Alongside Out of the Silent Planet and Perelandra (originally titled Voyage to Venus), these three books comprise what has been come to be known as Lewis’ Space Trilogy, sometimes also called the Cosmic Trilogy. Speaking of space, I cannot quite figure out what Scribner’s cover illustrations have to do with the book, because the entire action of the novel takes place on terra firma – called Tellus or Thulcandra in the book. My HarperCollins UK cover features a rearing bear about to descend upon a white-coated scientist while colonnades tumble all around. Those of you who are allusively aware will note the echoes of Samson, but once again I will avoid “giving the game away,” as George Orwell put it in his 1945 review of the book. Speaking of Orwell, this book resembles some early twentieth century classics in terms of theme and content, such as Orwell’s 1984, G.K. Chesterton’s The Man Who Was Thursday, Aldous Huxley’s Brave New World, and to some extent Joseph Conrad’s The Secret Agent.

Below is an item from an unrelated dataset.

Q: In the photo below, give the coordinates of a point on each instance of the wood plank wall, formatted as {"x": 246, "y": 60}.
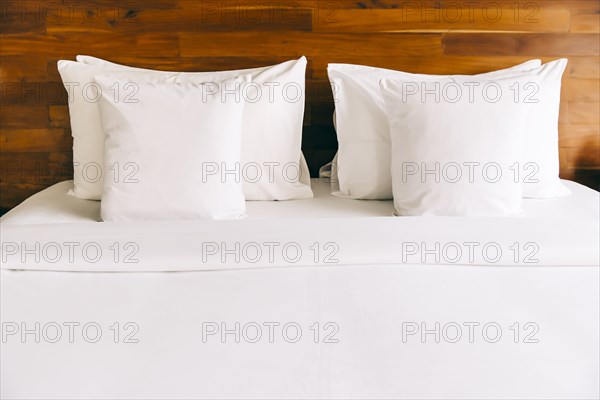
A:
{"x": 417, "y": 36}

However, on another level, That Hideous Strength is utterly unlike the Orwell, Conrad, and Huxley titles, due to Lewis’ inclusion of the supernatural element. Orwell expressed his disappointment thusly: “Unfortunately, the supernatural keeps breaking in, and it does so in rather confusing, undisciplined ways.” Those of us who are Christians are apt to chuckle at Orwell’s umbrage – as Lewis no doubt did as well – and say, “Of course it does.” To discover the ways in which it breaks in, though, you will have to read the book.

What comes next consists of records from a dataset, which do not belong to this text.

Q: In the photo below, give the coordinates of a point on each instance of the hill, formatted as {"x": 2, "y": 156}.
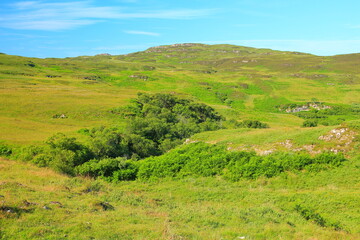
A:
{"x": 267, "y": 145}
{"x": 239, "y": 82}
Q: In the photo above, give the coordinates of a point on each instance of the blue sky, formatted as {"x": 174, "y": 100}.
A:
{"x": 62, "y": 28}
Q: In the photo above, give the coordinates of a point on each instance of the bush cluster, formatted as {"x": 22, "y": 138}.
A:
{"x": 156, "y": 124}
{"x": 201, "y": 159}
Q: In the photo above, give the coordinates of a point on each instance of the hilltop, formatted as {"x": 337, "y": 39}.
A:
{"x": 183, "y": 141}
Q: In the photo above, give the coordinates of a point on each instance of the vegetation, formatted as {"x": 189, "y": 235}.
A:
{"x": 124, "y": 161}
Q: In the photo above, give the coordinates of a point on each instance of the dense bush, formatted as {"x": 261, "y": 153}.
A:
{"x": 111, "y": 169}
{"x": 156, "y": 124}
{"x": 201, "y": 159}
{"x": 253, "y": 124}
{"x": 5, "y": 150}
{"x": 310, "y": 123}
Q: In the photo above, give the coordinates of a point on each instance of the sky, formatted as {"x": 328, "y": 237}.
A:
{"x": 63, "y": 28}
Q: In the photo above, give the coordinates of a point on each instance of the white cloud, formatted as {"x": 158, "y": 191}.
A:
{"x": 143, "y": 33}
{"x": 39, "y": 15}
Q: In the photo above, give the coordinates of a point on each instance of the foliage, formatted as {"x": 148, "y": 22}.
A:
{"x": 310, "y": 215}
{"x": 5, "y": 150}
{"x": 111, "y": 169}
{"x": 253, "y": 124}
{"x": 201, "y": 159}
{"x": 310, "y": 123}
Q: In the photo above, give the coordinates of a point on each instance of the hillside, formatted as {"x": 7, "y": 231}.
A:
{"x": 184, "y": 141}
{"x": 239, "y": 82}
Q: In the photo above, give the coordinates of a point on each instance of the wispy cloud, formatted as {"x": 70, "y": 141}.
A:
{"x": 40, "y": 15}
{"x": 143, "y": 33}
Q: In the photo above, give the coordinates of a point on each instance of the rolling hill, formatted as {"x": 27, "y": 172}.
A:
{"x": 284, "y": 91}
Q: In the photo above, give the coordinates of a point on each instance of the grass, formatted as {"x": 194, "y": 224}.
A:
{"x": 252, "y": 81}
{"x": 192, "y": 208}
{"x": 241, "y": 83}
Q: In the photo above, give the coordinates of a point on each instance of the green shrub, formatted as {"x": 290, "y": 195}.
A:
{"x": 201, "y": 159}
{"x": 253, "y": 124}
{"x": 5, "y": 150}
{"x": 310, "y": 123}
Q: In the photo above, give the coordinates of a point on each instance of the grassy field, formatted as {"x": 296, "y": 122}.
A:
{"x": 53, "y": 206}
{"x": 240, "y": 82}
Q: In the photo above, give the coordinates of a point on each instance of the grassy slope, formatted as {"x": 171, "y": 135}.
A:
{"x": 255, "y": 80}
{"x": 202, "y": 208}
{"x": 239, "y": 82}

In case you are feeling frustrated by the lack of plot revelation in this review, here is a paraphrase of what I tell my students about the book before they study it:
Whereas Ransom goes to other planets in the first two books of the Space Trilogy, That Hideous Strength takes place on earth. This doesn’t mean, however, that other planets aren’t involved. As in the first two books, the scientific advancement of the human race is at the philosophical front and centre, but this book takes it much farther. The age-old conflict of technological versus agrarian features heavily, as does traditional English mythology. There are 1.5 resurrections in the book, and we aren’t talking about Jesus Christ. Enjoy!
Over sixty years later, That Hideous Strength still rises to Orwell’s 1945 commendation: “by the standard of the novels appearing nowadays this is a book worth reading.”